Она опять остановила на мне свой тяжелый взгляд. — Я еще не все вам сказала. Он пьет.

— Пьет?

— Да. По вечерам. В одиночку. И это хуже всего.

Я долго молчала. Угловатый ком остановился в горле стоит, хоть убейся. Звука выдавить не могу. Потом сказала наконец:

— Я думаю, лучше ему не видеть меня. Но, если захочет, пусть придет проводить. Я на днях уезжаю.


Я подошла к институту и у подъезда увидела два автобуса. Суетились люди, несли цветы. Все мои тяжелые предчувствия вспыхнули опять. Я стояла в стороне, боялась подойти. Потом решилась. Оказывается, Лаврецкому лучше, пришло известие он избран член-корреспондентом, и все едут к нему — поздравлять.

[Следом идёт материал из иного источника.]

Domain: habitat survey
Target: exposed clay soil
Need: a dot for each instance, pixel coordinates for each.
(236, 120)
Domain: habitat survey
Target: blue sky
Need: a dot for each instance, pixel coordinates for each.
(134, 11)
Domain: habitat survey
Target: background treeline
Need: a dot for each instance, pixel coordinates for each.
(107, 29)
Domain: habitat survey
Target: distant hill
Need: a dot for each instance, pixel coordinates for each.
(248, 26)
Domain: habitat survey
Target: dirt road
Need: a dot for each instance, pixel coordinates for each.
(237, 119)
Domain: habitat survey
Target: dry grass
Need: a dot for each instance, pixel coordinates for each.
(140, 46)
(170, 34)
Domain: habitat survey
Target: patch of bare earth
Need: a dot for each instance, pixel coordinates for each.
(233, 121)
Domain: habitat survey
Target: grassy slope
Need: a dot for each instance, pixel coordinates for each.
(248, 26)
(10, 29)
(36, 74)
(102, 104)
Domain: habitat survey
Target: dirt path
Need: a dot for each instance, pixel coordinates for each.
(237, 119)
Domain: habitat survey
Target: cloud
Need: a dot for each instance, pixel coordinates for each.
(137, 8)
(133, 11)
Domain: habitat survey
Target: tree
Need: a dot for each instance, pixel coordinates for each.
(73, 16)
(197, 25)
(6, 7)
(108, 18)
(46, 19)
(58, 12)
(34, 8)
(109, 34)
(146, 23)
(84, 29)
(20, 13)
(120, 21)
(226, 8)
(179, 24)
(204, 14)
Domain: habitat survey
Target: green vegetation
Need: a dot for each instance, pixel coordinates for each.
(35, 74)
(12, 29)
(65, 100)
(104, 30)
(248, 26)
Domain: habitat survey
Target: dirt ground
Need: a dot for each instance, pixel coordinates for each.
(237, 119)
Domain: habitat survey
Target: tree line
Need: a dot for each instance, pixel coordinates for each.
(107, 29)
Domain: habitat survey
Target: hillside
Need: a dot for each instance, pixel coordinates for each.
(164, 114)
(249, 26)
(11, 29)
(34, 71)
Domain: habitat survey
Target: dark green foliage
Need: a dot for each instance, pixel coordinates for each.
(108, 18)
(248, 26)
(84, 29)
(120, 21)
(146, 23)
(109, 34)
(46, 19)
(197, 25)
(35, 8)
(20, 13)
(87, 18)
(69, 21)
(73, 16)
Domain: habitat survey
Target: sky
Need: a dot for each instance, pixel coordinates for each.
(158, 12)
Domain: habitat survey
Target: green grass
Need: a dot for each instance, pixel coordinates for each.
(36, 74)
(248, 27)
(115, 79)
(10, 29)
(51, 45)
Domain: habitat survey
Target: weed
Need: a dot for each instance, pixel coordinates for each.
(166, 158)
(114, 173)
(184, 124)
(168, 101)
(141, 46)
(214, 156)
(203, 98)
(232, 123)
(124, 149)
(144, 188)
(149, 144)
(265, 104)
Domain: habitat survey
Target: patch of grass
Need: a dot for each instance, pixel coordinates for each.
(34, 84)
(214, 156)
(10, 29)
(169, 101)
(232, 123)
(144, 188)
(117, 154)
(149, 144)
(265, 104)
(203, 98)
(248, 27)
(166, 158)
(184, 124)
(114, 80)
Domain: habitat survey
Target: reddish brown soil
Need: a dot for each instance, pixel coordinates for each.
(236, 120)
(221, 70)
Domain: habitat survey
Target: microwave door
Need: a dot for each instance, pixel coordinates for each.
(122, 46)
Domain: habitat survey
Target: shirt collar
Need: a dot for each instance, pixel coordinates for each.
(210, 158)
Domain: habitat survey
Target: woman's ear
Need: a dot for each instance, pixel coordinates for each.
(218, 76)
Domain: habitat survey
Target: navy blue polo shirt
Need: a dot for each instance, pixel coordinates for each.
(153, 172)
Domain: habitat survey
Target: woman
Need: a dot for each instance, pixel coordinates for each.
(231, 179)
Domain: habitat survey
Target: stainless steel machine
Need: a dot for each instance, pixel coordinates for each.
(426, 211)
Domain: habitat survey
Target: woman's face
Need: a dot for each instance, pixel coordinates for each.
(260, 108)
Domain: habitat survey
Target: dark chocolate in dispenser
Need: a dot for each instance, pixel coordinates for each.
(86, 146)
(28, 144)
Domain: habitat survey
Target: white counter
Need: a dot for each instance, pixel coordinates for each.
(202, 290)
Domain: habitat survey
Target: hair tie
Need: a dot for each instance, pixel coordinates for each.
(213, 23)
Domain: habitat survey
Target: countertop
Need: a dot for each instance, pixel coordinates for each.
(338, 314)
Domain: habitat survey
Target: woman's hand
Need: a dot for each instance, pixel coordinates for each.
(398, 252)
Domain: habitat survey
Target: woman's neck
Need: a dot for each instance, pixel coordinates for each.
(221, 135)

Надо было ехать, но я не могла почему-то. Никого не хотела видеть Пошла к трамваю.

И тут меня догнал Федор.

— Ты не поедешь разве?

— Нет, не поеду.

— Но как же — нехорошо ведь…

— Нехорошо. А умирать, по-твоему, хорошо?!

Он растерялся. Видно, не знал, что сказать. Потом спросил:

— Говорят, ты подала заявление. Ты и Гурьев. Это правда?

— Правда.

— Зачем ты это сделала? Куда ты пойдешь?

— Никуда я не пойду. Я уеду.

— Куда?

— Пока еще не знаю. Куда-нибудь. — Зачем ты? Зачем?

— Не знаю. Хотя нет… Знаю, конечно.

— Скажи!

— Если б можно было… Вот так просто — взять и сказать. — А что?

— Ничего. Очень много и долго надо говорить.

— Не понимаю… — Он стал закуривать. — Ну, ладно, были всякие передряги, вся эта история с Лаврецким… Может, в чем-то я перегнул… Но ведь это жизнь… И в общем-то все кончилось благополучно — Старику воздали должное, да и положение у всех нас получше стало сейчас, и зарплата выше, разве не так?